The fact is that this proposed rule does not address any identifiable problem, other than what might be in the imagination of its proponents, nor does it achieve any benefit that is measurable or quantifiable.
More importantly, it is not the job of the Bar or the Utah Supreme Court to engage in political indoctrination of anyone, let alone public employees.
The Utah State Bar and Utah Supreme Court have promoted this Diversity and Inclusion gobbledygook for 25 years now. It is delivered in Code so most of us do not understand what is being done or why. The lack of clarity is intentional. We now have a Woman’s Bar Section, a [Racial] Minority Bar Section, a Gay or LGBTQXYZ Bar Section. When I have attended their functions, which I have done on occasion over the years, I do not feel “included” at all. I am perceived as an outsider and intruder. These groups serve to segregate and carve everyone up and put them into distinct and disparate categories or cubbyholes. The pursuit of this highly political segregation model is anything but “inclusive.”
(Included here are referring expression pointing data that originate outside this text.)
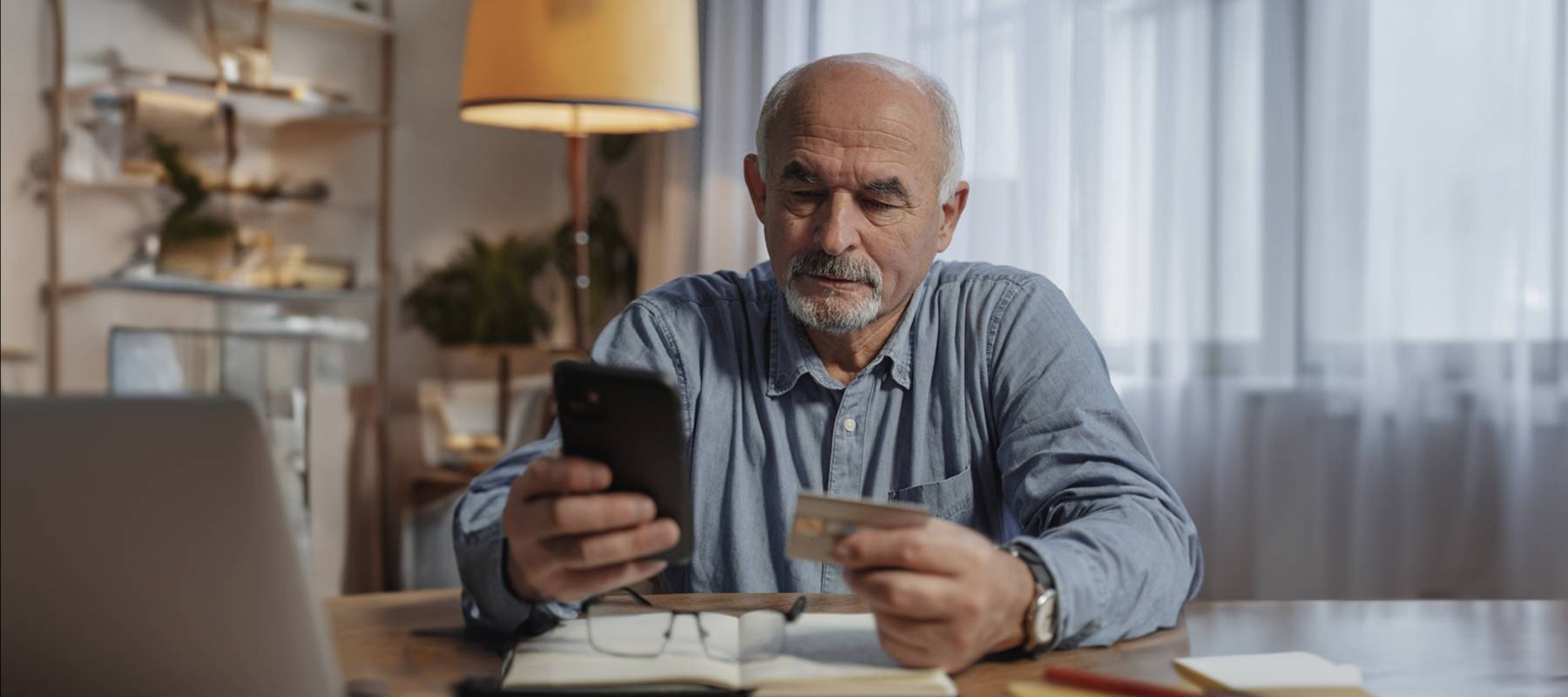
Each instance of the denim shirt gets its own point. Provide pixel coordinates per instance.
(990, 403)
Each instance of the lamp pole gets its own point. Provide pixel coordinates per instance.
(578, 170)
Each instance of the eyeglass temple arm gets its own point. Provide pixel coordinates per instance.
(639, 597)
(795, 610)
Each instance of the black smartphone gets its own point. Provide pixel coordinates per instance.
(631, 421)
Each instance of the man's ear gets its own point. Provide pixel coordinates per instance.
(754, 186)
(952, 209)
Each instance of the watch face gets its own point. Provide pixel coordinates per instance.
(1046, 616)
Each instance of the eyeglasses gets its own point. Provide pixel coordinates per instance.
(625, 624)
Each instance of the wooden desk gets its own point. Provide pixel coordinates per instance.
(1402, 647)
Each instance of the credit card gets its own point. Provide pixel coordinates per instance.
(821, 522)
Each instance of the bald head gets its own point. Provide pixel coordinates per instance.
(819, 85)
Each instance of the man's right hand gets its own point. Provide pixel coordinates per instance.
(568, 538)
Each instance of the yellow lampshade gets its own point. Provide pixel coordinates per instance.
(582, 66)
As a member of the Bar for over 40 years, I object to this proposed rule and those like it. It treats grownups as little children and packages such a regressive agenda as “progress.” When I use the court system as a lawyer, I would like to think that I am relying on responsible, rational adults, not little children who have been politically brainwashed, via mandated “annual training,” into believing that individual feelings are more important than truth, facts, accuracy, efficiency, and competency.
On Jan. 13, the Bar sponsored a 1½ hour CLE Webinar on the upcoming legislative session. It was interesting to hear various legislators speak directly on bills coming before the legislature. Towards the end, however, an employee of the Utah State Bar issued a directive during the online streaming reminding everyone to “be civil” to one another. The fact is that no one was being the least uncivil. When no one is being uncivil, there is no reason to have a Speech and Thought Policewoman from the Utah State Bar chime in to demand that everyone be “civil” to one another. Such silliness is not just offensive to intelligent, rational adults but is itself juvenile and immature.
The foregoing is not to ignore that the proposed rule, and others like it, is also illegal because the Utah State Bar and the Utah Supreme Court have not been empowered by the legislature to engage in the political indoctrination of public employees. Nowhere is that permitted in Utah or federal law. Moreover, the proposed rule is also unconstitutional because nowhere in the Utah or federal constitutions can someone be forced to submit to regular “social justice warrior” political indoctrinations as a condition to getting—and keeping—a job with state government. What surprises me here is that no one on the Bar Rules Committee realizes the obvious illegality of what they are proposing. To be sure, if this proposed rule is approved and implemented, it will most assuredly give rise to a class action lawsuit by state employees under 42 USC § 1983, namely, for violating their civil and constitutional rights “under color of state law.” Such statute also provides for an award of costs and attorney’s fees to a successful plaintiff, not to mention damages. Is the Bar or are its employees or the people on the Rules Committee going to foot those 1983 fees and costs personally if they are imposed by a federal court? What about any damages? Who will pay for those?